EBay is a very distant second behind Amazon when it comes to e-commerce sales in the U.S., but abroad — and in particular in Asia — it is willing to invest to grow its footprint in a targeted way. In February, eBay paid a total of $573 million to acquire Qoo10, a Japanese sales platform, according to the company’s quarterly earnings filing.

In more detail, the deal consisted of $306 million in cash and the relinquishment of about $266 million in shares in Giosis, a pan-Asian e-commerce marketplace business originally founded as a joint venture with Korea’s Gmarket. Qoo10, which claims two million shoppers, was originally part of Giosis.

The acquisition is similar to a deal eBay did in Korea in 2001 when it purchased Internet Auction Co and linked the Korean service up to its global network of buyers and sellers. That integration has been successful, and today South Korea is eBay’s fourth largest market based on revenue behind only the U.S., Germany and UK, respectively.

Although the acquisition of Qoo10 was first announced in February, the actual price was not disclosed until the company’s earnings report dropped on Thursday. “We believe the acquisition will allow us to offer Japanese consumers more inventory and grow our international presence,” eBay explained in the filing.

The deal underscores how eBay is at the same time pulling back from general plays while doubling down on more targeted opportunities. Earlier this year, the company gave up its stake in Flipkart as part of its acquisition by Walmart, but at the same time committed to investing in a new, standalone eBay operation in India, using some of the $1.1 billion in proceeds it made from selling its Flipkart stake to Walmart.

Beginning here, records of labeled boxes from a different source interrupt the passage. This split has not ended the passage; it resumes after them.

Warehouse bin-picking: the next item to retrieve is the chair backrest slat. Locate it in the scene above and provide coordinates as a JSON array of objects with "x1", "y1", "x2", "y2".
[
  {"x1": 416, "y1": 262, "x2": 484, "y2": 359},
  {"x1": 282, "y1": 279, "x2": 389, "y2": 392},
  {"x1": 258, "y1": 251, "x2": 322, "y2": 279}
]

EBay had an unsuccessful effort in China which ended in 2006 and it hasn’t returned to the country.

According to its latest financial results, the company’s U.S.-based business accounted for $1.1 billion out the company’s total quarterly sales of $2.6 billion. That North American revenue was up five percent year-on-year, but eBay’s revenue from other international locations grew by more over the same period to give the company’s total sales a nine percent annual increase.

That didn’t impress investors, however, and the company’s share price dropped by 10 percent to close Thursday at $34.11.